Amélia, une vie, deux guerres

Chapitre 1 - Le mariage

30 janvier 1939
La neige virevoltait. Amélia suivit d’un regard attentif le petit groupe qui avançait, silencieux. Manteaux noirs, chapeaux enfoncés ou châles serrés, quelques petites silhouettes emmitouflées tant bien que mal. Enfants et adultes luttaient contre le froid ; la manta* posée sur l’épaule, chargés de lourdes valises qu’ils tiraient derrière eux ou attelés à des petits charriots dans lesquels ils avaient jeté à la hâte ce qu’ils avaient de plus précieux, ils fuyaient la guerre, la peur, la faim, la répression aveugle.
Des animaux – moutons, chèvres, volailles – se mêlaient au troupeau humain. En fin de convoi suivaient les blessés, soutenus par une épaule amicale ou allongés sur un brancard de fortune tiré par des camarades ou portés par une mule, dans le meilleur des cas. Les regards étaient mornes, résignés.
Amélia Esposito avait dix-huit ans en 1936, quand la guerre civile avait éclaté. Le village de Badalona, où elle vivait avec sa famille, se trouvait juste au nord de Barcelone, près de la mer. Depuis deux ans que duraient les affrontements, de nombreux réfugiés s’y étaient arrêtés, tandis que d’autres continuaient leur chemin en cohortes disparates, poussées par l’avancée inexorable des troupes putschistes.
Pendant tout ce mois de janvier, les nuits de Barcelone avaient tremblé des bombardements de l’aviation franquiste qui jetait ses derniers feux dans la bataille. Les combats n’avaient pas épargné le village.
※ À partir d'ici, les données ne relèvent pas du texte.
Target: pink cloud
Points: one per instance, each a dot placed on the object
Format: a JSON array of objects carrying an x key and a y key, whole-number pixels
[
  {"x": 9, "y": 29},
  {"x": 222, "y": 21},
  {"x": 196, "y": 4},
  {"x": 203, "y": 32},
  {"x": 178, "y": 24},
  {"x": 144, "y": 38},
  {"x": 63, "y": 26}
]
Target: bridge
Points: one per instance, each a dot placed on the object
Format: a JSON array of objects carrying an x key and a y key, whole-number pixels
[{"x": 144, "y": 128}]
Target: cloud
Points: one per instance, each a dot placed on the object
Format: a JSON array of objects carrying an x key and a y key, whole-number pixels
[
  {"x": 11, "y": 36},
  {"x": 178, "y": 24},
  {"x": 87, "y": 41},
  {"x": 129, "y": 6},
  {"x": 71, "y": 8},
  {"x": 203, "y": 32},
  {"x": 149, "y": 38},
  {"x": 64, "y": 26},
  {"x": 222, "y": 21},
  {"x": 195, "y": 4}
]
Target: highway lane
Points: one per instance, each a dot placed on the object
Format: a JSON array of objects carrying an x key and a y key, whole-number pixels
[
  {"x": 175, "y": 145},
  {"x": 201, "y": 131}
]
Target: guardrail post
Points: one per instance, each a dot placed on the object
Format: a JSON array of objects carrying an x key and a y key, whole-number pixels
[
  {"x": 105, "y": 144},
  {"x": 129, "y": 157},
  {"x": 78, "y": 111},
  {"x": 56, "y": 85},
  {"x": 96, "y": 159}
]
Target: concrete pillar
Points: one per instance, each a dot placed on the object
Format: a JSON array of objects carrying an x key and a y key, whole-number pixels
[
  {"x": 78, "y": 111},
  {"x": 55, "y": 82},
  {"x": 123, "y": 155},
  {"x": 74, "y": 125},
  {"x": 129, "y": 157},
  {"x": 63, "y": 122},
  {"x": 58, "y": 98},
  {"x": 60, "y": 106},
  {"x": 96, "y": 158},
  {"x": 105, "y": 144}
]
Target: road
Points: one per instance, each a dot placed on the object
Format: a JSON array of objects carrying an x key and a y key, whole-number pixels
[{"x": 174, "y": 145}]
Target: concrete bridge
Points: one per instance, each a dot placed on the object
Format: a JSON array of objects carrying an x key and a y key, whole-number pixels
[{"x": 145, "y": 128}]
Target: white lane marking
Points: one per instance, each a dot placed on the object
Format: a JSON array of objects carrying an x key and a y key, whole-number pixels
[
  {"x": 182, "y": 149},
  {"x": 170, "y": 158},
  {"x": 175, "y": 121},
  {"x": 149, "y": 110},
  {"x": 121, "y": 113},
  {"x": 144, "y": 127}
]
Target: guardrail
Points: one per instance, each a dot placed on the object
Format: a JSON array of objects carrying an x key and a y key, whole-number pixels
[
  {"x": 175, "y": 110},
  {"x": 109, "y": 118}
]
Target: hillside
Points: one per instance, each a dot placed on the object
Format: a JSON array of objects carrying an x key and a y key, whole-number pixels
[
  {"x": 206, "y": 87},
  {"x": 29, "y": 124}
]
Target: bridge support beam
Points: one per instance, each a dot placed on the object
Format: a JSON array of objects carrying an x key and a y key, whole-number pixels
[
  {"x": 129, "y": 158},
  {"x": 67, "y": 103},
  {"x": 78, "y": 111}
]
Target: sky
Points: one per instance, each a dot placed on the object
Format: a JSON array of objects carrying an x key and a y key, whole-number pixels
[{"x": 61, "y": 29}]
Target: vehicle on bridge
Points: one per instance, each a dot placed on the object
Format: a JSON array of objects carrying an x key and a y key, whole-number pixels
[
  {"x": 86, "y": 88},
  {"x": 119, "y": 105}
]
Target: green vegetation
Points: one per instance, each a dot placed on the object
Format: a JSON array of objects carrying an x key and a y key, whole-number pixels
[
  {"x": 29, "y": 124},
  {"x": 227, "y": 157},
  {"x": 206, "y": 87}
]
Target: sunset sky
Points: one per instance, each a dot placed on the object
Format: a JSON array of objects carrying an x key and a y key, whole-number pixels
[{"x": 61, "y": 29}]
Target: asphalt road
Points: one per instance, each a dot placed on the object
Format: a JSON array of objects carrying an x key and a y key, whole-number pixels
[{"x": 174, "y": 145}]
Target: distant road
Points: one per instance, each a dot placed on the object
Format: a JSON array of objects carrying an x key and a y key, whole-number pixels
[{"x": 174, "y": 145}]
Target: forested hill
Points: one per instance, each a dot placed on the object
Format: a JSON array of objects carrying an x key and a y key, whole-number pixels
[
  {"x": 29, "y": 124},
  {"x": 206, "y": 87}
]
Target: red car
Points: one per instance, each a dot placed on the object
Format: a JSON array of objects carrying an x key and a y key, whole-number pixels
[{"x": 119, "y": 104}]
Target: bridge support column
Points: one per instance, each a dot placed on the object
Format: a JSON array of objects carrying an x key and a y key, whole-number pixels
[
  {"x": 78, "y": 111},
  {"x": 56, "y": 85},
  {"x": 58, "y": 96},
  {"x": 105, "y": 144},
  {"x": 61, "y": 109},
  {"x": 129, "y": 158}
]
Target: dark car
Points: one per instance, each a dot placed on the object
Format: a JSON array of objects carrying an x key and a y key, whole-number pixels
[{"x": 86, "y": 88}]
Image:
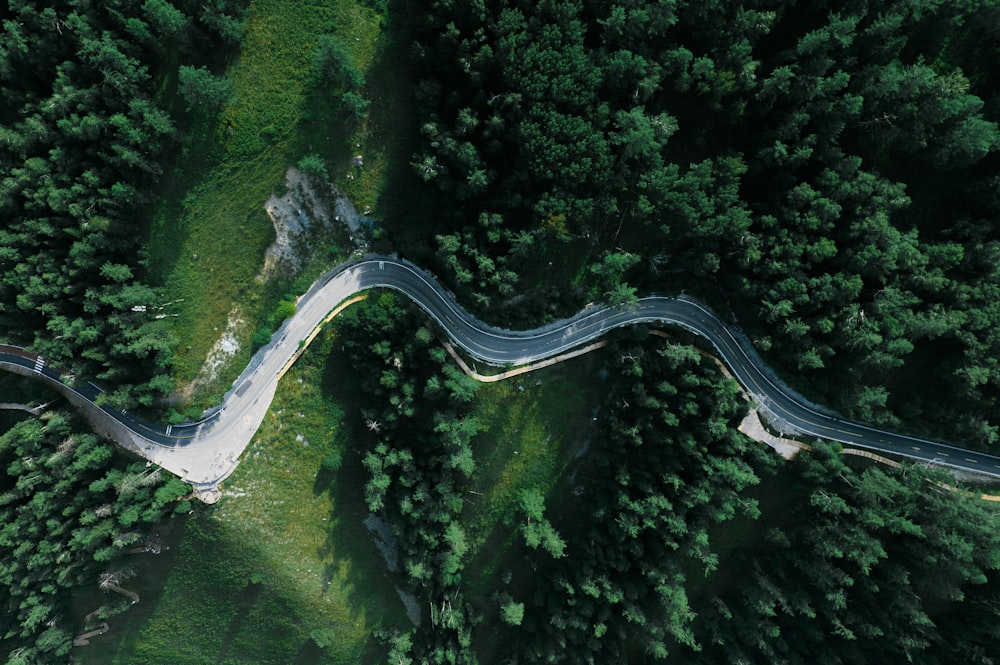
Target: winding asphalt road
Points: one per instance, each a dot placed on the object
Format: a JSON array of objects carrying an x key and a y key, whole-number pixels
[{"x": 206, "y": 452}]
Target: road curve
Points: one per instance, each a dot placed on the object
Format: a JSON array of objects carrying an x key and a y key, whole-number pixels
[{"x": 206, "y": 452}]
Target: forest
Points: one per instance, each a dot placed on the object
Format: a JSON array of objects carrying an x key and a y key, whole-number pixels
[
  {"x": 827, "y": 173},
  {"x": 824, "y": 175},
  {"x": 83, "y": 142}
]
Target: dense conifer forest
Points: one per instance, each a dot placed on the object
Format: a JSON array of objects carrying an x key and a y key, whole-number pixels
[
  {"x": 826, "y": 170},
  {"x": 83, "y": 141},
  {"x": 824, "y": 174}
]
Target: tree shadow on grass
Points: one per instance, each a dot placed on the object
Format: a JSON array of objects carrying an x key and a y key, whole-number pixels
[{"x": 348, "y": 551}]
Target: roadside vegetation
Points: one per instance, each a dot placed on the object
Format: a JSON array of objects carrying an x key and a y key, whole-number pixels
[
  {"x": 285, "y": 107},
  {"x": 824, "y": 177},
  {"x": 281, "y": 570},
  {"x": 827, "y": 175}
]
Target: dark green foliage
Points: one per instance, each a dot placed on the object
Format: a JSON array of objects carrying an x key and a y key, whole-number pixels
[
  {"x": 200, "y": 89},
  {"x": 831, "y": 167},
  {"x": 314, "y": 165},
  {"x": 68, "y": 507},
  {"x": 668, "y": 466},
  {"x": 81, "y": 139},
  {"x": 871, "y": 566},
  {"x": 418, "y": 457}
]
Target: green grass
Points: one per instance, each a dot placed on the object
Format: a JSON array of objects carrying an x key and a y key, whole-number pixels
[
  {"x": 283, "y": 555},
  {"x": 530, "y": 439},
  {"x": 207, "y": 238}
]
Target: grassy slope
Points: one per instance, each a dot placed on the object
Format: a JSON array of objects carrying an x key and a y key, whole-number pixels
[
  {"x": 283, "y": 555},
  {"x": 208, "y": 238},
  {"x": 530, "y": 439}
]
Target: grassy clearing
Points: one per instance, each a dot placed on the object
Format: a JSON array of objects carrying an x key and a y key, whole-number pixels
[
  {"x": 530, "y": 438},
  {"x": 283, "y": 563},
  {"x": 207, "y": 238}
]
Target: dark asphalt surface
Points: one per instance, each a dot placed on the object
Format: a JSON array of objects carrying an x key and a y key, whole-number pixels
[{"x": 502, "y": 347}]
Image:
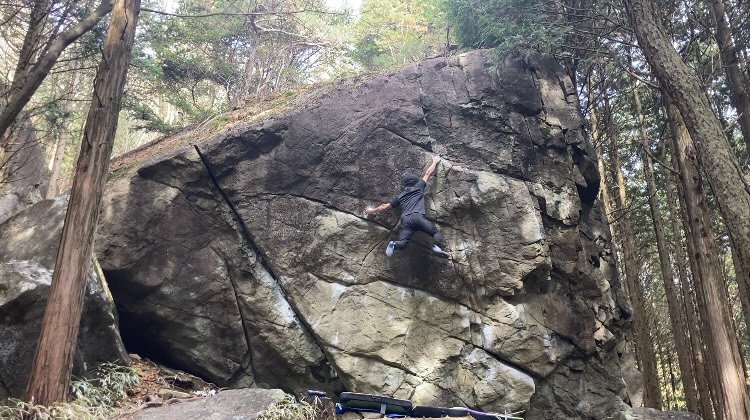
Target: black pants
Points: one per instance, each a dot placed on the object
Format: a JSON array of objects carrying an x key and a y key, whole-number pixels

Amélia et sa famille, comme tous les habitants de Badalona, avaient pris l’habitude de descendre chaque soir dans les caves, abris dérisoires, dès que les hurlements sinistres des alertes retentissaient. Certains ne retrouvaient que ruines fumantes au matin. Des rumeurs de massacres circulaient, des arrestations musclées avaient eu lieu au village. La nourriture, déjà difficile à se procurer, devenait encore plus rare.
Depuis le 26 janvier, le nombre croissant de fuyards témoignait de l’affolement qui régnait. Ce jour-là, Barcelone avait succombé aux coups de boutoir des troupes de Franco. Dans chaque rue s’étalait l’horreur des carnages produits par cette épouvantable guerre. Les survivants, réfugiés dans les caves, n’éprouvaient que rage, haine et dégoût. Ils étaient les témoins d’actes barbares et cruels contre une population sans armes de vieillards, de femmes et d’enfants. Le désespoir les avait jetés sur les routes, contraints à l’exil.
À la fin de l’automne, Manuel, qui faisait partie de l’armée républicaine en déroute, avait déjà pris le chemin de la France, laissant Amélia enceinte de quelques mois. Certes, elle n’était pas seule : ses parents, ses frères et sœurs, tous vivaient dans une étable aménagée sommairement. Mais son ventre s’était arrondi sans qu’elle n’ait la moindre nouvelle de son mari.
La jeune femme se couvrit d’un châle et sortit. Aujourd’hui, c’étaient ceux de Badalona qui partaient pour l’exil. Elle les connaissait presque tous. Elle aurait voulu être du voyage, rejoindre son mari, oublier la peur et la faim, même si elle savait combien il était difficile d’abandonner une vie derrière soi. Ils en avaient parlé souvent. Mais sa grossesse arrivait à son terme.
Évitant ça et là les débris des maisons éventrées, elle les accompagna jusqu’à la sortie du village ; c’était sa façon de saluer leur courage et de leur souhaiter bonne chance.
La Retirada** commençait. Personne ne savait à quel point la traversée des Pyrénées serait rude cet hiver-là, fatale même pour les plus fragiles, vieillards, bébés, blessés, harcelés par la neige et le froid. Quand à imaginer ce qui les attendait de l’autre côté… Amélia ne le découvrirait que plus tard.
Sous son châle, elle sentait le poids de son ventre tendu, l’enfant allait bientôt arriver. Elle s’arrêta aux dernières maisons du village et les laissa partir du regard. Malgré la neige et son corps alourdi par la grossesse, elle resta longtemps, suspendue à leurs pas, puis à leur souvenir.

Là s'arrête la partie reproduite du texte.